The Mission
Timeline
The OSIRIS-REx mission is a seven-year quest. Are you ready for an epic adventure?
Make history with us. Again.
UA expert and student scientists have explored the Sun up close and discovered ice on Mars. We have been a part of almost every major NASA planetary mission and will now bring part of an asteroid home for the first time in US history.
- Are we alone in the universe?
- How did our oceans form?
- How do we prevent an asteroid-Earth collision?
These are just a few of the questions we aim to answer by studying a small sample of asteroid surface material.
OSIRIS-REx stands for:
Origins, Spectral Interpretation, Resource Identification, Security-Regolith Explorer
We know asteroids—822,000 of them.
We chose Bennu because:
- It is carbon-rich, a key element necessary for life.
- It has not changed much in 4.5 billion years, so it’s like going back in time.
- Its orbit is in a favorable proximity to the Sun (not too hot, not too cold, just right).
- It rotates once every four hours, slow enough for contact.
Bennu is also a potential hazard with a very slim 1 in 2,700 chance of colliding with Earth late in the 22nd century. However, due to its relatively small size, the impact would not destroy our planet.
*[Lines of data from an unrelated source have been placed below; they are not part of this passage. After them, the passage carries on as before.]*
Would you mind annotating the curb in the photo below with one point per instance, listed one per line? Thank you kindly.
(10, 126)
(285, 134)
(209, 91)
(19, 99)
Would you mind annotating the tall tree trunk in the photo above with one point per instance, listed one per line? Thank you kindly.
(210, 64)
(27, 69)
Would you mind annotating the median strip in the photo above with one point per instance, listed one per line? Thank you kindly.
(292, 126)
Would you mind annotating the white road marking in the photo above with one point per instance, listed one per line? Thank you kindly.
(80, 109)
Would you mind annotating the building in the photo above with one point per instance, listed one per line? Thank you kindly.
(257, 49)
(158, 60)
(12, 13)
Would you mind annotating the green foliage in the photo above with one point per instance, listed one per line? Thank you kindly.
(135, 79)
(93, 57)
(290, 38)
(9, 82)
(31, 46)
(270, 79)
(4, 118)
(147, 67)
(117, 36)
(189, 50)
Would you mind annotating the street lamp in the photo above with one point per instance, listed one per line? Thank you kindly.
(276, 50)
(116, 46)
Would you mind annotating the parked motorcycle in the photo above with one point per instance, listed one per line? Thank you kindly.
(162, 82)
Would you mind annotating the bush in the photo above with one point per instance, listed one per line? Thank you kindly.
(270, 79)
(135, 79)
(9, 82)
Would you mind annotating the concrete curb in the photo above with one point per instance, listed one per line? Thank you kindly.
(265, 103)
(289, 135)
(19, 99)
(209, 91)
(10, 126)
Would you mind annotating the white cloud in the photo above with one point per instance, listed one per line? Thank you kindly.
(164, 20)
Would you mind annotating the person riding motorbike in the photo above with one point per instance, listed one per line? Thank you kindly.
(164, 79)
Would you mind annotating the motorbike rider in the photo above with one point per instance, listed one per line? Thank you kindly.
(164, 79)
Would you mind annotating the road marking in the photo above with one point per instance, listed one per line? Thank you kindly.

Top 10 ways we'll outsmart space over the next seven years:
#10
Bring our A-game
The UA Mission Operations Center will plan the spacecraft’s operations.
#9
Move like Jagger
The spacecraft will use a series of deep space maneuvers to accelerate, even using Earth’s orbital energy to sling it toward Bennu.
#8
Jog, sprint, rest
Rocket thrusters will help the Lockheed Martin-built spacecraft race to Bennu, then slow down to a mere 63,000 mph.
#7
Hover (not creepy)
OSIRIS-REx will reach Bennu at the same time, location, and speed, then the craft will hold that velocity for a year.
#6
Map it
OSIRIS-REx will survey Bennu with cameras built at the UA to create a detailed, 3-D model.
#5
Keep it clean
Our solar panels must be clean to function. They'll rise to an angle so any trace of asteroid dust will slide right off.
#4
Do the robot
The spacecraft’s robotic arm will release a jet of nitrogen gas to make the surface dust “bounce.”
#3
Stay alert
Mission control will watch out for hazards as OSIRIS-REx approaches Bennu for the touch-and-go arm maneuver (TAG, you’re it).
#2
Pack light
Two ounces and up to four pounds of surface matter will give us 40 years of scientific study.
#1
Bear Down
Rise up. The 2-hour daily launch window opens September 8, 2016, and will last 34 days.
Behind the names
The UA’s late Michael Drake and principal investigator Dante Lauretta began talking about a potential asteroid sample return mission in 2004. It took us seven years to convince NASA to fly this mission!
When it came to the name OSIRIS-REx, Dante Lauretta was doodling on a pad trying to capture the themes of the mission. Also a mythology buff, he found similarities with the ancient Egyptian god Osiris who may have been one of the first pharaohs. Michael Drake agreed; the name Osiris made sense.
REx, for Regolith Explorer, was tacked on later. “Rex” means “king” in Latin.
The asteroid Bennu was named when nine-year-old Mike Puzio from North Carolina won the international student contest. He imagined the Touch-and-Go Sample Mechanism (TAGSAM) arm and solar panels on OSIRIS-REx look like the neck and wings of Bennu, which Egyptians often depicted as a gray heron.